Figure 7.. Characterization of a mouse-specific agonistic peptide.

(A) GAP10-Pro1 only activates mouse GPR116. Full-length mouse and human GPR116 (mFL clone 3C and hFL clone A6, respectively), mCTFbax and hCTFbax, all stably expressed in HEK293 cells, were stimulated with GAP14, GAP10, and GAP10-Pro1. Calcium transients are measured as a signaling readout in n = 3–4 independent experiments, with n = 2–4 technical replicates per group. Data are expressed as mean ± SD (*p<0.05, **p<0.01). See Supplementary file 2 for potency and statistical details. (B) Identification of the key amino acids mediating the mouse-specific effects in the mouse binding site. The hCTFbax construct, the hCTFbax mBS chimera, and the single-point mutants A1254T and V1258A in hCTFbax were stimulated with GAP10 or GAP10-Pro1 upon stable expression in HEK293 cells. Activation was measured in calcium transient assays, in n = 2 technical replicates. Data, expressed as mean ± SD, represent n = 4 independent experiments, with n = 2–4 technical replicates per group. See Supplementary file 2 for potency and statistical details. (C) Calcium transients evoked in HEK293 cells stably expressing hCTFbax or the mutated construct G1011K upon stimulation with GAP10 or GAP10-Pro1. Data represent n = 4 independent experiments, with n = 3 technical replicates per group. Data are expressed as mean ± SD. See Supplementary file 2 for potency and statistical details.

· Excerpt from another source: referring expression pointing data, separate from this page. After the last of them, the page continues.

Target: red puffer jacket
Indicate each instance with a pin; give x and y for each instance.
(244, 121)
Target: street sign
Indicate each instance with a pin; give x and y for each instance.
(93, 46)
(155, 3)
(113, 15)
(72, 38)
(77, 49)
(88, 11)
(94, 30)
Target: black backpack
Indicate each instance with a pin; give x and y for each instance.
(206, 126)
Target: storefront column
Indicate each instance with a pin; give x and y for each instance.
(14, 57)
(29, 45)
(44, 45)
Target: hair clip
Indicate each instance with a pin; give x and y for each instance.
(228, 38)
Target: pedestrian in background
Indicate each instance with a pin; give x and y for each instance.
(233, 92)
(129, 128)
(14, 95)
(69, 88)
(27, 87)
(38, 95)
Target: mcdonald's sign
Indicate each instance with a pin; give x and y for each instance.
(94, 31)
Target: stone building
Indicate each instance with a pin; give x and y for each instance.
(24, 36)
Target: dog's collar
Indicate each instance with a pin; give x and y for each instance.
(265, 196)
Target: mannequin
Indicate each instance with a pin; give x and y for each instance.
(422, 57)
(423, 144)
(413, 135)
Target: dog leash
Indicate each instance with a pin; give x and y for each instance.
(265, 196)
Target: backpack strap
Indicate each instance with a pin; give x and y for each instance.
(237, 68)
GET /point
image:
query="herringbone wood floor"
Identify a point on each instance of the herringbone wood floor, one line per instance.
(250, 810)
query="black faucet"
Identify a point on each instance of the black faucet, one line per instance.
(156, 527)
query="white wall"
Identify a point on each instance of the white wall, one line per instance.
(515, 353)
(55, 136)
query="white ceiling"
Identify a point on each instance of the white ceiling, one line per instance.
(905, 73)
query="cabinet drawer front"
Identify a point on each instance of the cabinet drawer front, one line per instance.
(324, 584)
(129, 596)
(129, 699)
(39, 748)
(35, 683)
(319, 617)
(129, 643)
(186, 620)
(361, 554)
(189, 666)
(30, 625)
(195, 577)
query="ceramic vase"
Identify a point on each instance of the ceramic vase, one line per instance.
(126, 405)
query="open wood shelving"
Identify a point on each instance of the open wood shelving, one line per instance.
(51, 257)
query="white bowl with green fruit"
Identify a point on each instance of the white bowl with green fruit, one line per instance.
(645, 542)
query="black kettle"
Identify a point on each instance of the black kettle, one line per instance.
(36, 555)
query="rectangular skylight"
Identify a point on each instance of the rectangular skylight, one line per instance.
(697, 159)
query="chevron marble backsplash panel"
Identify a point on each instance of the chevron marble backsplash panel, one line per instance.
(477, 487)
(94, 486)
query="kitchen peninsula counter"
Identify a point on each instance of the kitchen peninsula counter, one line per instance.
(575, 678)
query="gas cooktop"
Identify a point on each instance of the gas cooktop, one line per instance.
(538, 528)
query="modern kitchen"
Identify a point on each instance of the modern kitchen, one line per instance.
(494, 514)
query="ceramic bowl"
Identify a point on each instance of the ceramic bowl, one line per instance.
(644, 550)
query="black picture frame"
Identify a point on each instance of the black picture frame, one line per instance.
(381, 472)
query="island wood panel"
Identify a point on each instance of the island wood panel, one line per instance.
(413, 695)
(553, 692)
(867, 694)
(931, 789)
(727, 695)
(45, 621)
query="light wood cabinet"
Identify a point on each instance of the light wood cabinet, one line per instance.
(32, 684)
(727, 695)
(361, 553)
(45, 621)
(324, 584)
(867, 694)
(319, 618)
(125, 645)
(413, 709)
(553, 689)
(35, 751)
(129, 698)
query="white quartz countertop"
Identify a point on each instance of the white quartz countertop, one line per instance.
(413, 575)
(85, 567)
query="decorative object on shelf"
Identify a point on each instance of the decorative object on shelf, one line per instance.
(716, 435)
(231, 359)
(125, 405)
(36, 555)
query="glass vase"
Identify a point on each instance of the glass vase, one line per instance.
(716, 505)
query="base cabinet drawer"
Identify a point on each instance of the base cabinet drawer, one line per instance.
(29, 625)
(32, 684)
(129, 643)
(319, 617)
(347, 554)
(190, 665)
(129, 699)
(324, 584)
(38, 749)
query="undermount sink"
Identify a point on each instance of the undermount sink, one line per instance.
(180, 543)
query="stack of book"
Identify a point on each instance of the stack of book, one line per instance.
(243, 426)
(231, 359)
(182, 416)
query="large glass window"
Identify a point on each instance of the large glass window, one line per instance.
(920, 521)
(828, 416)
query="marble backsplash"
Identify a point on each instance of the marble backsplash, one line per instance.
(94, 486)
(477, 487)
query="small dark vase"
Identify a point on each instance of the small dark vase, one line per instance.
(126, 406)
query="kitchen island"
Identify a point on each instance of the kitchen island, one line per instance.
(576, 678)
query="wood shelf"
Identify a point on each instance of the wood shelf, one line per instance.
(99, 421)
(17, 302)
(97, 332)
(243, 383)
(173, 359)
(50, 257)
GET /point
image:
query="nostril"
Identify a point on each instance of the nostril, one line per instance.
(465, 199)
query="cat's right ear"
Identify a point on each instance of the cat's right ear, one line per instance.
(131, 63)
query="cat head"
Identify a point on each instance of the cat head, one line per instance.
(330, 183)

Figure 8.. hGPR116 7TM homology model.

(A) Binding model of the tethered agonist peptide (T993-L1010, C atoms in purple) to the transmembrane domain of human GPR116 homology model (C atoms in green). For clarity, only the four amino acids of the tethered agonist peptide that form most of the interactions with the transmembrane domain of GPR116 are displayed as sticks (F995, I997, L977, and M999). The amino acids of GPR116 transmembrane domain that interact with the four amino acids of the tethered agonist peptide mentioned above are displayed as surface color-coded by atom type (C in green, H in gray, N in blue, and O in red). (B) Zoom on A1254 and V1258, which form van der Waals contacts with F995.